I am sure we are going to see many such uses of LLM’s coupled with back-end systems built to perform specific tasks in various domains. As such, the LLMs will provide user-friendly front-ends to leverage the power of those tools without the need to master their controls.

[With Wolfram Alpha, its interface is extremely easy to use, so to my mind there’s no need for any reader of MAA blogs to use an LLM interface; but the same is not the case for Wolfram’s Mathematica, which has a more challenging learning curve.]

The fact it, we humans, being highly resourceful, will surely find many ways to take advantage of what LLMs offer.

For example, I recently used ChatGPT to generate the “comparative titles” list to send to potential publishers of my next book, asking the program to list the ten most successful books over the past ten years that had various keywords in common with mine (among them “algebra”, “history”, and “popular science”). The resulting list was almost perfect. I deleted one entry that was a much older book with a newer edition, and put one in that I knew about which the program (to my surprise) had not listed. I also checked all titles ChatGPT listed with the entries on Amazon.com to make sure they were actual books, not made-up ones (which ChatGPT famously does all the time).

As an experiment of another possible use, I also asked ChatGPT to give me a summary of the field I worked in for my Ph.D. and the first half of my career: set theory.

I started by asking it “Who were the ten most influential set theorists of the past seventy years?” It gave me six names I entirely agreed with and four whose work predated that 70-year window, but whose work could still be said to remain influential.

On the other hand, it completely missed the set theorist of that era who dominated the field, Robert Solovay. (It did list Paul Cohen; I had set the window at 70 years specifically to make it the post-Cohen era. But after solving the Continuum Problem in 1963, Cohen all but left the field, whereas Solovay was for many years by far the most dominant force.)

Full marks for persistence, none for accuracy.
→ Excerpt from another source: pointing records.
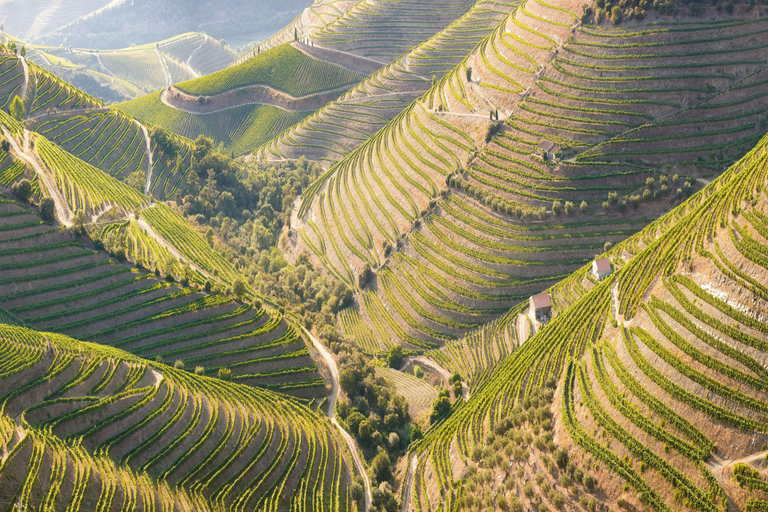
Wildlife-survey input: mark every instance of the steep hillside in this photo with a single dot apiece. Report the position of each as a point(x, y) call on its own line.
point(109, 24)
point(119, 75)
point(461, 218)
point(87, 427)
point(55, 281)
point(342, 126)
point(245, 105)
point(660, 365)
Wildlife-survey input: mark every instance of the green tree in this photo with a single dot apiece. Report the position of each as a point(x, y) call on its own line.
point(137, 179)
point(365, 276)
point(395, 357)
point(78, 221)
point(17, 109)
point(47, 209)
point(239, 287)
point(381, 468)
point(22, 190)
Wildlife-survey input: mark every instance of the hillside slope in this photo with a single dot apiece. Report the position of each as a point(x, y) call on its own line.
point(107, 25)
point(245, 105)
point(461, 218)
point(53, 280)
point(127, 73)
point(343, 125)
point(660, 365)
point(87, 427)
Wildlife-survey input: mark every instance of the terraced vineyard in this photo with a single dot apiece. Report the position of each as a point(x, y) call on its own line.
point(40, 91)
point(384, 30)
point(199, 52)
point(107, 140)
point(420, 394)
point(137, 70)
point(56, 283)
point(342, 126)
point(284, 68)
point(483, 225)
point(239, 128)
point(109, 431)
point(246, 112)
point(662, 357)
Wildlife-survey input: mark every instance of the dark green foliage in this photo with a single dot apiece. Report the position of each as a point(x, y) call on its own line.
point(373, 410)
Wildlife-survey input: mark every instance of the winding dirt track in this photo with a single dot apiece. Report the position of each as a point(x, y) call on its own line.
point(332, 413)
point(63, 213)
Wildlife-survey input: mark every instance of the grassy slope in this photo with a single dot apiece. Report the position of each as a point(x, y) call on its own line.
point(699, 239)
point(179, 432)
point(283, 68)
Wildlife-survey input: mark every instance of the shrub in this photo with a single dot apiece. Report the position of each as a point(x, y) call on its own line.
point(365, 276)
point(440, 409)
point(22, 190)
point(561, 458)
point(17, 109)
point(616, 15)
point(492, 130)
point(47, 209)
point(381, 468)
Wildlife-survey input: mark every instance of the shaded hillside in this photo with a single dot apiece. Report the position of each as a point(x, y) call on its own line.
point(661, 380)
point(87, 427)
point(245, 105)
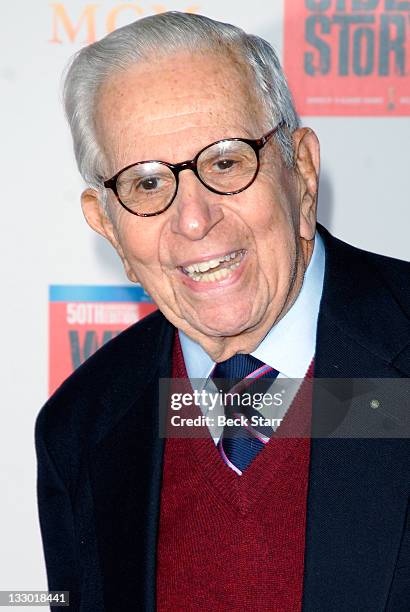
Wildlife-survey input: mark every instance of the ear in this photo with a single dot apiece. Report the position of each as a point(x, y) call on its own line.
point(307, 158)
point(100, 222)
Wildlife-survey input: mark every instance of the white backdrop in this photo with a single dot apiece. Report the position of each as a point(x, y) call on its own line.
point(364, 199)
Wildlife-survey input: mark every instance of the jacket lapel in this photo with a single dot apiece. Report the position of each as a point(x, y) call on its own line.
point(126, 471)
point(357, 487)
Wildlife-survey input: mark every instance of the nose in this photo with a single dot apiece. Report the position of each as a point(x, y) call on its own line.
point(195, 209)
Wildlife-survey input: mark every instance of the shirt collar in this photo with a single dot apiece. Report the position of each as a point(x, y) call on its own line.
point(290, 344)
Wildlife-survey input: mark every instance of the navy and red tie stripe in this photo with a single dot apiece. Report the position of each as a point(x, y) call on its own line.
point(240, 444)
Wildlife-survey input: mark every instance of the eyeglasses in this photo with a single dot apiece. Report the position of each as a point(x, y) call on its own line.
point(226, 167)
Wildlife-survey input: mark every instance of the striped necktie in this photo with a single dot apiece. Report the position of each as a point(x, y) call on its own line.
point(240, 444)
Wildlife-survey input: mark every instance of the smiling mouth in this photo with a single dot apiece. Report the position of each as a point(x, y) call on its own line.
point(215, 269)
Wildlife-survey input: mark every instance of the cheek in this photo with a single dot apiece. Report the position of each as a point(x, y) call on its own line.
point(139, 239)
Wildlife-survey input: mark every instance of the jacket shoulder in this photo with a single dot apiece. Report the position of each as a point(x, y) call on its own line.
point(107, 381)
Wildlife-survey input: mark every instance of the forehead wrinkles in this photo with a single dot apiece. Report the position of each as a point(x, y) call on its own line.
point(169, 95)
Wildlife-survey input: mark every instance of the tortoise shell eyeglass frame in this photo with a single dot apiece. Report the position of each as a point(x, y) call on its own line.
point(255, 144)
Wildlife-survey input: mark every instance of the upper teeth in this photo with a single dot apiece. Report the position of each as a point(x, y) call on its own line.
point(204, 266)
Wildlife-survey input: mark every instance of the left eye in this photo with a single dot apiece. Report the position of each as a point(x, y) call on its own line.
point(224, 164)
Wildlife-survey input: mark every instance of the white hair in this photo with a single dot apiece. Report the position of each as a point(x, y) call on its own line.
point(163, 35)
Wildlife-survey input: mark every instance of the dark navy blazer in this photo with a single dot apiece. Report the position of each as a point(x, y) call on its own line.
point(100, 458)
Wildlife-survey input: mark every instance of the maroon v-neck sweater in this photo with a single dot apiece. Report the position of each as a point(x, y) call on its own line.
point(229, 542)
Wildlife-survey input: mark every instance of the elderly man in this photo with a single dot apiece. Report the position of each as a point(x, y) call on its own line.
point(201, 178)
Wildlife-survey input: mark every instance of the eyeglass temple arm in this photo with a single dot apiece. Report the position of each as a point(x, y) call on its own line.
point(269, 135)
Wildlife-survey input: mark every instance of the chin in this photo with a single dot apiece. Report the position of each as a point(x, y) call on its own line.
point(219, 324)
More ChatGPT output from the thread referenced above.

I did follow up by asking ChatGPT “Give me your reason for not including Robert Solovay in that list” and it provided a groveling apology, and proceeded to list what it “thought” were his most significant results, but in a BS-ing way that was no more convincing than a student who had done a quick, last-minute Google search, having failed to do the assigned reading. It did not correctly list Solovay’s most important results.
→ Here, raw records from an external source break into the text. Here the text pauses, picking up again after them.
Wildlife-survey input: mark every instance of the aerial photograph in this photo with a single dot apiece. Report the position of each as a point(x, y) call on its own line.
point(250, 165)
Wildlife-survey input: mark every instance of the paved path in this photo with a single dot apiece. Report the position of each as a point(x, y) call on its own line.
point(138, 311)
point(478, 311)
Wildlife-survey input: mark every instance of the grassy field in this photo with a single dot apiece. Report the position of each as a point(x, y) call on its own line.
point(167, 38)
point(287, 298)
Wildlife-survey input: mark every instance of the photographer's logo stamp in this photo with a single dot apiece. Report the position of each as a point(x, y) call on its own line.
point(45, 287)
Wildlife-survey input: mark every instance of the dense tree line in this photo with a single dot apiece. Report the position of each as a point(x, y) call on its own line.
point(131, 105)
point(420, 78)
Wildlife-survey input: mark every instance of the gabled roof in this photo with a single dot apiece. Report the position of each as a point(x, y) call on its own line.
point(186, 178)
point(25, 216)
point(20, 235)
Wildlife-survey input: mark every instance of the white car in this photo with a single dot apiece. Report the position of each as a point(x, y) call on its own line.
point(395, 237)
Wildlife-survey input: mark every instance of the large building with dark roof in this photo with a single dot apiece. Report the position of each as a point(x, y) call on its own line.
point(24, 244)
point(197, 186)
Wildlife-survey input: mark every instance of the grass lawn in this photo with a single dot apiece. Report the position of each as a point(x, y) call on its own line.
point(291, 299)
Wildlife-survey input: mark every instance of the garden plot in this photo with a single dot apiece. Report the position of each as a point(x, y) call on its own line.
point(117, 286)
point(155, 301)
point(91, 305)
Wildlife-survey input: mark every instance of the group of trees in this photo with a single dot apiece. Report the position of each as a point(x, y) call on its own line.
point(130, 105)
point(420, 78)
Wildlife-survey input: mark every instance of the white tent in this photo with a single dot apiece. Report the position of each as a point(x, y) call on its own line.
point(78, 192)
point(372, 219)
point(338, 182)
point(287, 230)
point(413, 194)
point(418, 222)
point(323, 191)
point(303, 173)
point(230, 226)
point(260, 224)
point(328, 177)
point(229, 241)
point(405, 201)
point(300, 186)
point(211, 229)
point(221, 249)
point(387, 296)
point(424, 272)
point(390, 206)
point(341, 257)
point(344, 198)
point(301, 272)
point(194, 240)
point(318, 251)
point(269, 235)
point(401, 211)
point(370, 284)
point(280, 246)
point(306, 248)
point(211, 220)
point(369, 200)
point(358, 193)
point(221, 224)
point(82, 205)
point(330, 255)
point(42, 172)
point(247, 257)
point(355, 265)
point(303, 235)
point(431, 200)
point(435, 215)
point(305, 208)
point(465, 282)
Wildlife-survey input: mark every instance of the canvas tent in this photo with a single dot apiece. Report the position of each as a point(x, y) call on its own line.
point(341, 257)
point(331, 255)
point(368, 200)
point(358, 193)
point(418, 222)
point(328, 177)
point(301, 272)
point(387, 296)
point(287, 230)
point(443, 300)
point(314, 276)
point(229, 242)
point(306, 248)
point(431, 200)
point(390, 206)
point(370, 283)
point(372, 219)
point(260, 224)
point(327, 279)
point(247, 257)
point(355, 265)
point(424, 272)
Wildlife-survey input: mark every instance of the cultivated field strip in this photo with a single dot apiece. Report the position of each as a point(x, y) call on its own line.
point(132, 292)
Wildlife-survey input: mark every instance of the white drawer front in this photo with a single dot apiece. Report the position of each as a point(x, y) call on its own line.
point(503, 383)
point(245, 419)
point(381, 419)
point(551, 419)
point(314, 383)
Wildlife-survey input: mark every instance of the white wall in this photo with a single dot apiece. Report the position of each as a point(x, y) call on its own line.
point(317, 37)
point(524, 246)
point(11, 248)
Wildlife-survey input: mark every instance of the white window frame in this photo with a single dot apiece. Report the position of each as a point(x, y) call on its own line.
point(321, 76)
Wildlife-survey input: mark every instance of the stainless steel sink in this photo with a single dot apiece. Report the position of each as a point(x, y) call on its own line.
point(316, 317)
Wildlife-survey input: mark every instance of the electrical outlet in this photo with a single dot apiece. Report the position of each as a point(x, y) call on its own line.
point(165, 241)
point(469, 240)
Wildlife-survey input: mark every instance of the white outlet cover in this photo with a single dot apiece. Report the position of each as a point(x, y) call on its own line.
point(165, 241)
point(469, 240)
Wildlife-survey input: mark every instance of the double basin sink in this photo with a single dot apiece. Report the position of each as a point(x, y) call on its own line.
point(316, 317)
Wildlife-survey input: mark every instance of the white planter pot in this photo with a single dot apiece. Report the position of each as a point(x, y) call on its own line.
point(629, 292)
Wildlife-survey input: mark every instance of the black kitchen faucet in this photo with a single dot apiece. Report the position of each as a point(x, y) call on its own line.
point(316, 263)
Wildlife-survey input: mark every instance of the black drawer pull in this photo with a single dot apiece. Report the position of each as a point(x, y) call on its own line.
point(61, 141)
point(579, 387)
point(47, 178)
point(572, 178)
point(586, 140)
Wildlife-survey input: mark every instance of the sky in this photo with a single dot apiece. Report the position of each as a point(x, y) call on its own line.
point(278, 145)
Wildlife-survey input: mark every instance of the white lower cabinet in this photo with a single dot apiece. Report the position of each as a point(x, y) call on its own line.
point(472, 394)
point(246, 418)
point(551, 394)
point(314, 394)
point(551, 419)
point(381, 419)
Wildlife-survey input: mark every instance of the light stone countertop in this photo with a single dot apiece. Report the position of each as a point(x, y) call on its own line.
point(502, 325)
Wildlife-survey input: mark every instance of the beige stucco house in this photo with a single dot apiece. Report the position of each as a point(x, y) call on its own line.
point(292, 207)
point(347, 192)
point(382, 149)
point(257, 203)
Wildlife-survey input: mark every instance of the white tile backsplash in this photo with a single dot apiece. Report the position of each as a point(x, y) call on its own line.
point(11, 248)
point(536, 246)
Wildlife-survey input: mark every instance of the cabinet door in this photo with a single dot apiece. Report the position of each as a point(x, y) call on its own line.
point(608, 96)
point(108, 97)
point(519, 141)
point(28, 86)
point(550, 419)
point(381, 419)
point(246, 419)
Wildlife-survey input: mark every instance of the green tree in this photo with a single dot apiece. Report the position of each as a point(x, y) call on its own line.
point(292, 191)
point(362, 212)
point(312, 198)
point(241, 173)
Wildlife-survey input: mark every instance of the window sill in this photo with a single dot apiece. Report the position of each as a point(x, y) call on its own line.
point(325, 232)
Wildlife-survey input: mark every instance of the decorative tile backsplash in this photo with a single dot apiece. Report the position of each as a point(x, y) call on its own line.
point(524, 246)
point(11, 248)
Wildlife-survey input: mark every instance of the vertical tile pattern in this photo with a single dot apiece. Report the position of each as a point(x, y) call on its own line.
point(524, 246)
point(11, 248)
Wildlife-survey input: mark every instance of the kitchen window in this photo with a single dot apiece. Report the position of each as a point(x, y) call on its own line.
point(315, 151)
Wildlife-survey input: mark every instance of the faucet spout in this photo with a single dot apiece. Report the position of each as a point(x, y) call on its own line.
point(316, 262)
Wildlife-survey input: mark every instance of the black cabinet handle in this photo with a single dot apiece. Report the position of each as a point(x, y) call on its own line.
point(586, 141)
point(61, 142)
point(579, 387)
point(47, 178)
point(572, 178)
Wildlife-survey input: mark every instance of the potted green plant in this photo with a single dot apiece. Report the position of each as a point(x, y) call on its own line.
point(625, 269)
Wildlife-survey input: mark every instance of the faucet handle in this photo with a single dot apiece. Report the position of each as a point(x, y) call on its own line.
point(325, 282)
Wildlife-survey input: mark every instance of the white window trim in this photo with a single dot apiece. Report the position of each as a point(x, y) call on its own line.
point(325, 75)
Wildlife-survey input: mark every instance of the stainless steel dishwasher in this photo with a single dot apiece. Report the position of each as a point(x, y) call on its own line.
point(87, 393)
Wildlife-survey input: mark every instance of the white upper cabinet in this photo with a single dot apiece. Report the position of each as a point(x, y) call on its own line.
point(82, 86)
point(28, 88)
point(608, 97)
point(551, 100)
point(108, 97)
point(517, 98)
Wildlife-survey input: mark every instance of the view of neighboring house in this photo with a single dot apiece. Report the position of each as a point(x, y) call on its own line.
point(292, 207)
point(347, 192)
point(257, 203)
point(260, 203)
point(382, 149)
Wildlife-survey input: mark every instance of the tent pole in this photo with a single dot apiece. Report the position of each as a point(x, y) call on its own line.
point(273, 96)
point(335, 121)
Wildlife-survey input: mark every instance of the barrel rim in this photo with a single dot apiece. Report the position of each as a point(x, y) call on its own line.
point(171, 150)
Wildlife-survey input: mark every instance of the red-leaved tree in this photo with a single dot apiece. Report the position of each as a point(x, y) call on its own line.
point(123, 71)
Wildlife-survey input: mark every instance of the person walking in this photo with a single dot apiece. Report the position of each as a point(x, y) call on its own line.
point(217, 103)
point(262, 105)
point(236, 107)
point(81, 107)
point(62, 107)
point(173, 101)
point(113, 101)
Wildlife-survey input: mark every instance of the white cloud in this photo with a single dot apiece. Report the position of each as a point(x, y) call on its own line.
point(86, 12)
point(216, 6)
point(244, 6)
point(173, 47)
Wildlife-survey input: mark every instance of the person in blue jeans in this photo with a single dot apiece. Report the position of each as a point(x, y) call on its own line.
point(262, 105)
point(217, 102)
Still, my experiment was enough to confirm my expectation that I could use a LLM to provide a place to start when setting out on a new project (maybe a book project), or when back-filling a summary history to provide context for an article I am writing. Combined with Google and Wikipedia to provide initial checks for accuracy (both those sources are themselves flawed, of course), it could save me a lot of time. But then I’m a user with many years familiarity with the things I work on. [ChatGPT never landed on anything of genuine significance about Solovay, even after I had given the system his name.]
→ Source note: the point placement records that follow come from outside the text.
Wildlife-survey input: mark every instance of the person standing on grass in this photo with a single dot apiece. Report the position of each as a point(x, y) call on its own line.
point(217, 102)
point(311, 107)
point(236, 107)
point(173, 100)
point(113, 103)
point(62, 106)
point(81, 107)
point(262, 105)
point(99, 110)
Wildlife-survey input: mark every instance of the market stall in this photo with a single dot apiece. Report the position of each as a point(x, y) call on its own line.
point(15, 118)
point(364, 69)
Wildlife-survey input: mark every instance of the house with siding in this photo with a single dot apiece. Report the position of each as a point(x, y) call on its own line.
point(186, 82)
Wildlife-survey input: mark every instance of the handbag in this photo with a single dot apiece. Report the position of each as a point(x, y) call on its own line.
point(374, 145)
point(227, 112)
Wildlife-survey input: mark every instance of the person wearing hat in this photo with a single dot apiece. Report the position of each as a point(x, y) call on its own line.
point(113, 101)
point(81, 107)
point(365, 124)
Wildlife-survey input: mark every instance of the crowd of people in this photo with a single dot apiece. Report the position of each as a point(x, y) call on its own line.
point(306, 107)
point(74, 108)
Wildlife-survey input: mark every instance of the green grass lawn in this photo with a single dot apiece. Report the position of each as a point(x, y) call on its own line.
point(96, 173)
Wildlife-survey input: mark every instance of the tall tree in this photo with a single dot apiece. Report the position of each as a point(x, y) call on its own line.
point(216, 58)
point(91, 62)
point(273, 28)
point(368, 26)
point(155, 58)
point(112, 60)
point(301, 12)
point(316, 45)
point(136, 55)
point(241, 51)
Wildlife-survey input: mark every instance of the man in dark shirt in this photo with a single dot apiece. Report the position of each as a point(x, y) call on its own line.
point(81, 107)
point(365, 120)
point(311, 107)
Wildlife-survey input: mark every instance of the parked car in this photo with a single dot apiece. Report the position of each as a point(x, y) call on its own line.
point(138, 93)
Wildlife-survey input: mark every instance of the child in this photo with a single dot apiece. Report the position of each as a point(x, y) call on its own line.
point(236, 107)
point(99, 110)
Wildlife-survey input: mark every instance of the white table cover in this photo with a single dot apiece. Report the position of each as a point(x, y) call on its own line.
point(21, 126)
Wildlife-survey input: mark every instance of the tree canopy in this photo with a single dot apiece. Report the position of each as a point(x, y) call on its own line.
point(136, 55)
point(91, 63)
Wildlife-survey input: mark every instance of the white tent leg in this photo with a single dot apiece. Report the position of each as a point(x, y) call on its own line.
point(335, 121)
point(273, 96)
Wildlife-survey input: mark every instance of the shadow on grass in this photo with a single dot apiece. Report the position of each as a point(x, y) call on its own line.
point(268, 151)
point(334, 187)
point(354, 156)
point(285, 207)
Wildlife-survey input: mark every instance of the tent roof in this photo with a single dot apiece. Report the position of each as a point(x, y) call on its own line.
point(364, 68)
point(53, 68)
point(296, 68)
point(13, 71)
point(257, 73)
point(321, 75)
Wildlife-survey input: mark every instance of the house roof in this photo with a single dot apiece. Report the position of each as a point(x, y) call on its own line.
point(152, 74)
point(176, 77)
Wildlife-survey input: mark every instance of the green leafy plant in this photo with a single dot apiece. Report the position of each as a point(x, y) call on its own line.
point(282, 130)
I ran a few more tests (including questions about me), and they all came out similarly, getting some stuff right, missing other things, and getting some things plain wrong. (Pressing it for titles of books or papers I had written on certain topics, it just made stuff up, often using words that did occur in titles of books I have written, or in titles of books written by people I had collaborated with.)

For a person familiar with the domain (ideally, a domain expert), therefore, an LLM looks like a useful tool. For a novice to the domain, on the other hand, it looks like a recipe for disaster; better to look out a human expert – but don’t ask the LLM for recommendations, use keyword searches on Google, or even better turn to your human network.

And if you are a (math) teacher worried about students using ChatGTP to ace the test, if they have enough domain knowledge to make effective use of that tool, they have already demonstrated proficiency (provided it is a test of thinking ability). Of course, if they have ChatGPT with the Wolfram Alpha plug-in, standard tests are toast.